A Column by Assemblyman Brian M. Kolb (R,C-Canandaigua)
ALBANY, NY — March 14, 2020 — During an outbreak of a disease like coronavirus, it can be difficult to keep things in perspective. That’s especially true in the age of social media, when everyone has a platform and everyone has an opinion. Here are some tips on how the experts believe we should move forward.
In the coming days, you’re going to see an increase in confirmed cases in New York state and across the country. This is not a cause for panic. Rather, it’s a sign that more test kits are being made available and that individuals who are either displaying symptoms or have come into contact with an infected person are doing the right thing.
Follow Guidelines From Experts
At both the federal and state levels, leaders like President Trump, Vice President Pence and Gov. Cuomo are listening to top healthcare experts when they’re crafting government response. Measures like limiting international travel, canceling large gatherings and transferring college classes online might seem extreme, but they represent some of our most effective methods to limit the spread.
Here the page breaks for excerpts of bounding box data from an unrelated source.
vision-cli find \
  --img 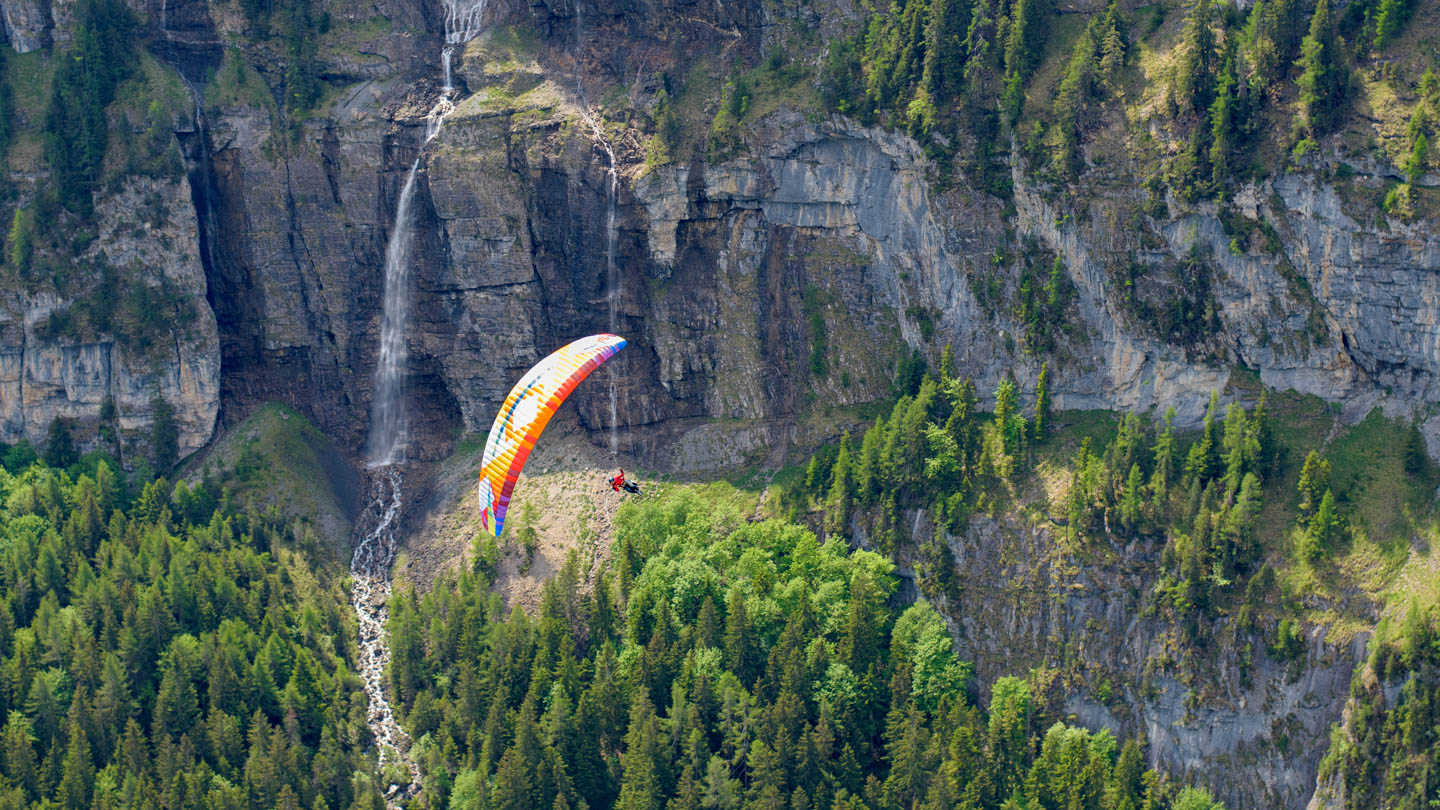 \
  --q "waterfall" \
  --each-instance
[370,156,420,467]
[350,0,487,809]
[585,108,624,457]
[350,464,420,809]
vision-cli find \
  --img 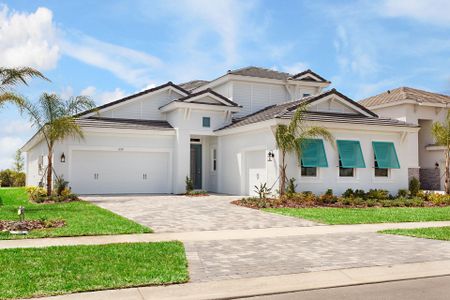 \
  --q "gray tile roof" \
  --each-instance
[178,80,209,91]
[76,117,173,130]
[228,66,328,82]
[218,89,417,130]
[359,87,450,107]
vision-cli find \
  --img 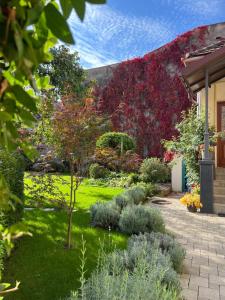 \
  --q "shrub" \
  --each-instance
[124,186,146,205]
[127,173,140,186]
[89,163,109,179]
[140,157,170,183]
[119,206,165,234]
[128,232,185,272]
[91,202,120,229]
[70,245,180,300]
[0,149,25,223]
[96,132,135,152]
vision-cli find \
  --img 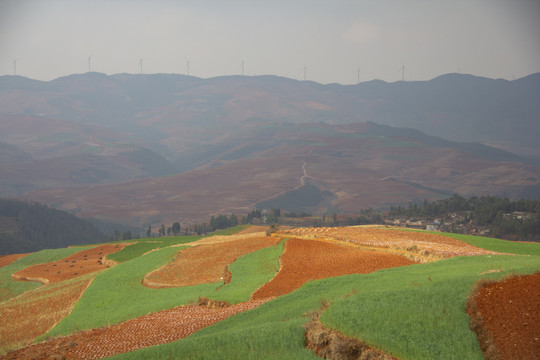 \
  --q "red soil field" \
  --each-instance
[12,244,127,284]
[0,254,28,267]
[147,236,281,288]
[1,299,270,359]
[252,239,414,299]
[280,226,496,257]
[0,277,93,348]
[472,273,540,360]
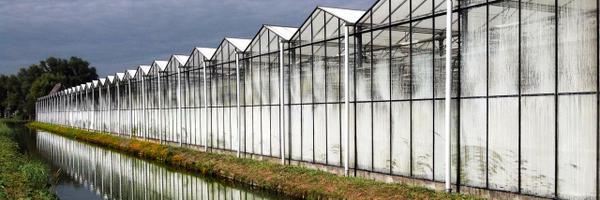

Experts have also been clear about steps individuals can take to reduce the spread of the virus. Wash your hands. Avoid touching your face. Practice social distancing- staying six feet away from others as much as possible, particularly in public. Don’t attend work or other social events if you feel ill. Call ahead before visiting your doctor to receive information about proper protocols. If you have been placed under quarantine by medical professionals, follow their instructions precisely.
It’s not just about you.
One piece of heartening information is that people who are generally healthy, particularly young people, have an extremely low fatality risk. That’s not, however, license to ignore directives from experts on how to stem the transmission of the virus. While an otherwise healthy 20-year old may never develop any symptoms, they can still transmit the virus to a roommate with a deficient immune system, or an elderly neighbor with preexisting respiratory issues.
The bottom line: if you don’t get infected, you won’t spread the virus. If you don’t spread the virus, we’ll put less stress on our healthcare infrastructure and put fewer of our amazing healthcare workers on the front lines of this epidemic at risk.
Don’t panic. Be smart. We’re going to get through this.